46歳からの東大受験:まさかの挑戦とその原点
山田雅人さんは、若い頃から「これからの人生、好きなことしかしない!」と決め、芸能界へと足を踏み入れました。そのため、学生時代はまさに「勉強大嫌い」の生徒だったと振り返ります。そんな彼に転機が訪れたのは2006年、テレビ番組の企画で東大受験の話が持ち上がった46歳の時でした。当初は「今さら勉強なんて」と固辞するつもりだった山田さんを、妻の一言が動かします。「人生で一度くらい、嫌いなものに本気で向き合ってみたらどう?好きなこと、得意なことだけやっていたら、知識も偏ってしまうわよ」。この言葉に深く納得した山田さんは、東大受験への挑戦を決意します。
山田雅人さんが勉強に使用した英単語帳
しかし、その道のりは想像以上に困難でした。初めて受けた模試では、900点満点中わずか2点という絶望的な結果に直面。特に英語の長文読解では、知っている単語がほとんどなく、「じんましんが出るかと思うほど」に頭が受け付けなかったと言います。四択問題でさえ、正解を一つ選ぶべきところを二つ選んでしまうなど、基礎的な学習習慣すらままならない状態でした。この厳しい現実に、彼は「なぜ引き受けてしまったのか」と後悔の念に駆られました。
転機となった「学びの楽しさ」:東大生家庭教師の影響
絶望的な状況からの山田さんを救ったのは、彼についてくれた現役東大生の家庭教師でした。その先生は、東大のことも、大学教授のことも、そして勉強そのものについても、決して悪く言わない「とても素敵な人」だったと山田さんは語ります。通常、学校生活には多かれ少なかれ不満がつきものですが、その先生からは一切ネガティブな言葉が聞かれなかったのです。山田さんは、その姿勢から「この人が通う東大は、きっと素晴らしい大学なのだろう」と感じ、次第に「自分も入学したい」という憧れを抱くようになりました。

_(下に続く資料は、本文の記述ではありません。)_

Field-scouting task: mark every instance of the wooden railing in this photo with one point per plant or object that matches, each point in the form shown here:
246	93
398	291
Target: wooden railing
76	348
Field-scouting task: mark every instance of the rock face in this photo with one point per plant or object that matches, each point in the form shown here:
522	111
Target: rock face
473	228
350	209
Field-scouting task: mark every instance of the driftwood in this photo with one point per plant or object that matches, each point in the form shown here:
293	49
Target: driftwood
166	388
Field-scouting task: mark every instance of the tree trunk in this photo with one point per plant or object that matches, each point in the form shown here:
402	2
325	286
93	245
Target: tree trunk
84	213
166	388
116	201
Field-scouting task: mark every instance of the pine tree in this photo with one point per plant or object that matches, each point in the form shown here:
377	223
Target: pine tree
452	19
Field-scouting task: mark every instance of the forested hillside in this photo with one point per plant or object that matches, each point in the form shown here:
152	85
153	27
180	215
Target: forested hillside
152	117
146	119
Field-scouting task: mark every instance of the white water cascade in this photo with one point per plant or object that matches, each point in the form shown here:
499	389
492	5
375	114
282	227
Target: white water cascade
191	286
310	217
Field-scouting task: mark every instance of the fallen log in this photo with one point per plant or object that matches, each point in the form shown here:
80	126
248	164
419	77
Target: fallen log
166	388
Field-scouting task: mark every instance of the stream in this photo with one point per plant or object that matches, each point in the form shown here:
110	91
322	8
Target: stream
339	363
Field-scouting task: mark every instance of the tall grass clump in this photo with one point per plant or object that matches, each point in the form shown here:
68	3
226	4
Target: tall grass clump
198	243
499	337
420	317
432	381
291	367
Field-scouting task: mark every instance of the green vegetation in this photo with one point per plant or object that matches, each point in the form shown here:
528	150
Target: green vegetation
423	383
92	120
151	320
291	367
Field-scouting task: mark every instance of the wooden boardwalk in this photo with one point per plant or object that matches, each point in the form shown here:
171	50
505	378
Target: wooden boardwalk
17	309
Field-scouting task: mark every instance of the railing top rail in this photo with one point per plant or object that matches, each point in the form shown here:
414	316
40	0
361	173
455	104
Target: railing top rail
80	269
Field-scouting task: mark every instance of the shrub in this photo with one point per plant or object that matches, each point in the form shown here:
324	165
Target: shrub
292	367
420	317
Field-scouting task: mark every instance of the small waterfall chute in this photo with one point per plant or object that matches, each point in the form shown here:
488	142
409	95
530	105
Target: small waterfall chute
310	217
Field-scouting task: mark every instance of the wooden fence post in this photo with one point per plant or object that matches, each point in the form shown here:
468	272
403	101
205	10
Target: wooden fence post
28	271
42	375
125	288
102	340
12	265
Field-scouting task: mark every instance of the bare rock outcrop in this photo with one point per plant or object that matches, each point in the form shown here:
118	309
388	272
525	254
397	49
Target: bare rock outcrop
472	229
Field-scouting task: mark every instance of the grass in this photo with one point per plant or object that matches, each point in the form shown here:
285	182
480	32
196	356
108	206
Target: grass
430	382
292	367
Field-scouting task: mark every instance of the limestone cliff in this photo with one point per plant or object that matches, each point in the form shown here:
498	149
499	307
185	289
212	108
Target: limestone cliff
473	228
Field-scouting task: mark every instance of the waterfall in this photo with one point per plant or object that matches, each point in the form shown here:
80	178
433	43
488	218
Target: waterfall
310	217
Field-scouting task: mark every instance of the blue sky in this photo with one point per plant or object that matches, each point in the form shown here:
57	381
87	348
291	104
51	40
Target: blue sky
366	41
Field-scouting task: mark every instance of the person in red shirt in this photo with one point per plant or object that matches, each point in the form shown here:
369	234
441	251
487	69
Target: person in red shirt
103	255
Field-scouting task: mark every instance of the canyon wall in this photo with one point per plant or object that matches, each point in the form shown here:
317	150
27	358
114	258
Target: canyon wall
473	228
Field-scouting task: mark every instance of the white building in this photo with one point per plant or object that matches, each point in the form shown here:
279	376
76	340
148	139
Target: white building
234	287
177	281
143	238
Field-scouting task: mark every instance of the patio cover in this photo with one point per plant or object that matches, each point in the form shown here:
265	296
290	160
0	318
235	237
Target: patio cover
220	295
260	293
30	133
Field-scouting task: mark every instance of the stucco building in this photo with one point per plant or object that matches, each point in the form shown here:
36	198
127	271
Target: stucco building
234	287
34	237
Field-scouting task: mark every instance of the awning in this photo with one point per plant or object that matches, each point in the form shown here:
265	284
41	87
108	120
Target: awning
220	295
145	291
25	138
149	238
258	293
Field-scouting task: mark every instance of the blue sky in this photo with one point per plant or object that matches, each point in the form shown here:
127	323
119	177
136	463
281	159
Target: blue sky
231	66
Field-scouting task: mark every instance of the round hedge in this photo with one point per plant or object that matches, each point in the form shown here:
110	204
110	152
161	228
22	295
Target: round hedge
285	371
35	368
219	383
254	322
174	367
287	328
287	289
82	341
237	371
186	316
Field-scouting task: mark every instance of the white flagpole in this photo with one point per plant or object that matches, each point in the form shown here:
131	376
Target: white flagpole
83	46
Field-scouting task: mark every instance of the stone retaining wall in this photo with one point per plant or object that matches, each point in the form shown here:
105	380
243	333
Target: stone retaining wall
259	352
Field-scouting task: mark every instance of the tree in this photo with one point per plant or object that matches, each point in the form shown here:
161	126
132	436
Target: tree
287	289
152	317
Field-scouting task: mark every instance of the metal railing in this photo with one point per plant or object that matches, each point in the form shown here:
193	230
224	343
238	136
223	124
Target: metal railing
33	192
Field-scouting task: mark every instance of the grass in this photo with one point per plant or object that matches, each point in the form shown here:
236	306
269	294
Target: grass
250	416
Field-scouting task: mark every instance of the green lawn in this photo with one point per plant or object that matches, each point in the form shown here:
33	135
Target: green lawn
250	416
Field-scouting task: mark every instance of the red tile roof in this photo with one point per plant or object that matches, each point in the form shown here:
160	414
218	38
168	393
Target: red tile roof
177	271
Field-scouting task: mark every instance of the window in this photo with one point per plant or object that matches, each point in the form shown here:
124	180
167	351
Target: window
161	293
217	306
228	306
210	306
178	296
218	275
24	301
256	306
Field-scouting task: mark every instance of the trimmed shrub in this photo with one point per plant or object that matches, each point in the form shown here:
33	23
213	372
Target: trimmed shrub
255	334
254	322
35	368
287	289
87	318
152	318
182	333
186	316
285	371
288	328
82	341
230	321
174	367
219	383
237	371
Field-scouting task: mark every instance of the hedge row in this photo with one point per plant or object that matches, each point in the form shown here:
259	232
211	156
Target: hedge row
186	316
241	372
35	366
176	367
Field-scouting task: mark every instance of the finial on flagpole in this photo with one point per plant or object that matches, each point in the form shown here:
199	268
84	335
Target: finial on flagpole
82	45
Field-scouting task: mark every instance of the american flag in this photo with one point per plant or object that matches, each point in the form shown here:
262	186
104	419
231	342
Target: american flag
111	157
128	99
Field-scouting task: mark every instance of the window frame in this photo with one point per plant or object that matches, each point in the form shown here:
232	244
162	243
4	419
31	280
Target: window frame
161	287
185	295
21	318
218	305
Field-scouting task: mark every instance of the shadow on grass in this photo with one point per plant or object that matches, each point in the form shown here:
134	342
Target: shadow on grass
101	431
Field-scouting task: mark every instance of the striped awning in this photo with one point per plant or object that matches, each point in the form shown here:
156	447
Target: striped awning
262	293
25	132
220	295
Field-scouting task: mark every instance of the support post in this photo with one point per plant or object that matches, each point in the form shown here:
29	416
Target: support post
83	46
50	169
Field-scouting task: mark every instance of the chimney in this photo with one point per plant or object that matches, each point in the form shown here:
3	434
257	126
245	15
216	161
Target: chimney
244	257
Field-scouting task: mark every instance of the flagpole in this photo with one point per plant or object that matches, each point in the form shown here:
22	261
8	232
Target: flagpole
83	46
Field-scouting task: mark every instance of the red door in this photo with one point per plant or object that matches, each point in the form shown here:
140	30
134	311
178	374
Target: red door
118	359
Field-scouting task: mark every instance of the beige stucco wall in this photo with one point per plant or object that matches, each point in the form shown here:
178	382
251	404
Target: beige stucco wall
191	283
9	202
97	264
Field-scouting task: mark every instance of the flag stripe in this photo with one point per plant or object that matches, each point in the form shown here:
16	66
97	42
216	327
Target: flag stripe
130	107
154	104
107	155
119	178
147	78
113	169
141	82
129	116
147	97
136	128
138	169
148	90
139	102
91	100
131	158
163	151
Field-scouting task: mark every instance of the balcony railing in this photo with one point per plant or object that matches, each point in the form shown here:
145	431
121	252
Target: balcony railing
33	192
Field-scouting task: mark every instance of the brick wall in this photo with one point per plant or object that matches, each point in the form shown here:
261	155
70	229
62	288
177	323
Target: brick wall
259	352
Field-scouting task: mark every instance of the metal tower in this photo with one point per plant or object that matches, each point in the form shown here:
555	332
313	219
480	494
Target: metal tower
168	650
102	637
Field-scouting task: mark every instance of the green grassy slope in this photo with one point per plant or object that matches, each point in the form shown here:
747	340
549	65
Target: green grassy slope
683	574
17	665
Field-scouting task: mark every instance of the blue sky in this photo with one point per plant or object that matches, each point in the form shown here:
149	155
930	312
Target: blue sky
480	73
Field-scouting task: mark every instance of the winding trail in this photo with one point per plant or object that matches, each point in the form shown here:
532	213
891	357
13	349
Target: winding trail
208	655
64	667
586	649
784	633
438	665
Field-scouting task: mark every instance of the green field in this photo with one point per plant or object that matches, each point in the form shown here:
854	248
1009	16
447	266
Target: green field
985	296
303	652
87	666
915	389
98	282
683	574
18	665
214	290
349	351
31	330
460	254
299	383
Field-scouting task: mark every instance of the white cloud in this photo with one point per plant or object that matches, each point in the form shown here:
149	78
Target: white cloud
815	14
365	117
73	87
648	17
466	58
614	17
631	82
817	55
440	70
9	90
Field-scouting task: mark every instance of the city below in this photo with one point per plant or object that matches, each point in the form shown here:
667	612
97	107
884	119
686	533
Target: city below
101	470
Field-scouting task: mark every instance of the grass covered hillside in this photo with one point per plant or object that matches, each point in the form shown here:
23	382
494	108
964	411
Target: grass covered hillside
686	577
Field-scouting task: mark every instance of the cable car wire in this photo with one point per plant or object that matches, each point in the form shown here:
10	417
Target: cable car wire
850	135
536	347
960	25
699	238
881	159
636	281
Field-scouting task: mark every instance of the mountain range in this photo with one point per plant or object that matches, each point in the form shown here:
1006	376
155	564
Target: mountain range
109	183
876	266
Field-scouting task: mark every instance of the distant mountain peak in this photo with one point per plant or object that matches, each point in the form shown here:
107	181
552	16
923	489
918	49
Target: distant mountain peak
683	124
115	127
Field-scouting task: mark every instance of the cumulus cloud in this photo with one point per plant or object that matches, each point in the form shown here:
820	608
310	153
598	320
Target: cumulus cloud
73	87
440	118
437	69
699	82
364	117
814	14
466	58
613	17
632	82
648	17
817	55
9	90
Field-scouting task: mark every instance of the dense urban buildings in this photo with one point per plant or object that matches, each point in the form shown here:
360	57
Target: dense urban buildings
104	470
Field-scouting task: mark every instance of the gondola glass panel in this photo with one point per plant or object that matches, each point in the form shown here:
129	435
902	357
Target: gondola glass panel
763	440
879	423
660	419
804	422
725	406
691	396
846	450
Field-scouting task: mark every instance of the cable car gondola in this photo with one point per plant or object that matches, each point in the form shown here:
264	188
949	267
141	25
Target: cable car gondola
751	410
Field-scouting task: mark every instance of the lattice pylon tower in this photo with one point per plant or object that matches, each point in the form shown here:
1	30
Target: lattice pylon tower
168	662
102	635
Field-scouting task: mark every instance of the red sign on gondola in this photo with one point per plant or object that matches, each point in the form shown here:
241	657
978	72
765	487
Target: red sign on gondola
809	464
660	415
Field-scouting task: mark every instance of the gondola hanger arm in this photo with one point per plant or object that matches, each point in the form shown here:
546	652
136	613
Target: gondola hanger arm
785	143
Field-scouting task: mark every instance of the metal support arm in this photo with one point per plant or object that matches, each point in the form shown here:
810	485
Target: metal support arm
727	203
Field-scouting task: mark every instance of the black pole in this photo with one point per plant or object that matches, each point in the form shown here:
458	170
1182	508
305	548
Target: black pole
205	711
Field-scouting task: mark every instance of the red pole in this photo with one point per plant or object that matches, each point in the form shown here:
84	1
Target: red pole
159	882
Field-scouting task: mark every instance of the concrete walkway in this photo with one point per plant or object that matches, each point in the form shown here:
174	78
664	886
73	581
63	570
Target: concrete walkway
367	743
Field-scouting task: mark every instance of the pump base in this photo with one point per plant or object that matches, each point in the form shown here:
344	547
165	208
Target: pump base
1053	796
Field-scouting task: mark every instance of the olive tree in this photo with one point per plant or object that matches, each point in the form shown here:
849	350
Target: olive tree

仕事との両立を図りながらの学習は容易ではありませんでしたが、山田さんは朝5時に起床し、8時までの3時間を勉強に充てることを日課としました。さらに、移動中の電車内など、あらゆる隙間時間を活用し、着実に学習を進めていきました。若き東大生からの学びと自身の努力が、かつて「勉強嫌い」だった山田さんの学習に対するモチベーションを大きく変化させたのです。
山田雅人さんの東大受験への挑戦は、単なる芸能人の企画にとどまらず、多くの人々に「学び直し」の重要性と「自己成長」の喜びを教えてくれます。年齢や過去の経験に関わらず、情熱を持って取り組めば、人生は何度でも豊かになるというメッセージが、彼の姿から強く伝わってきます。彼の物語は、私たちにとって、新たな一歩を踏み出す勇気を与えてくれるでしょう。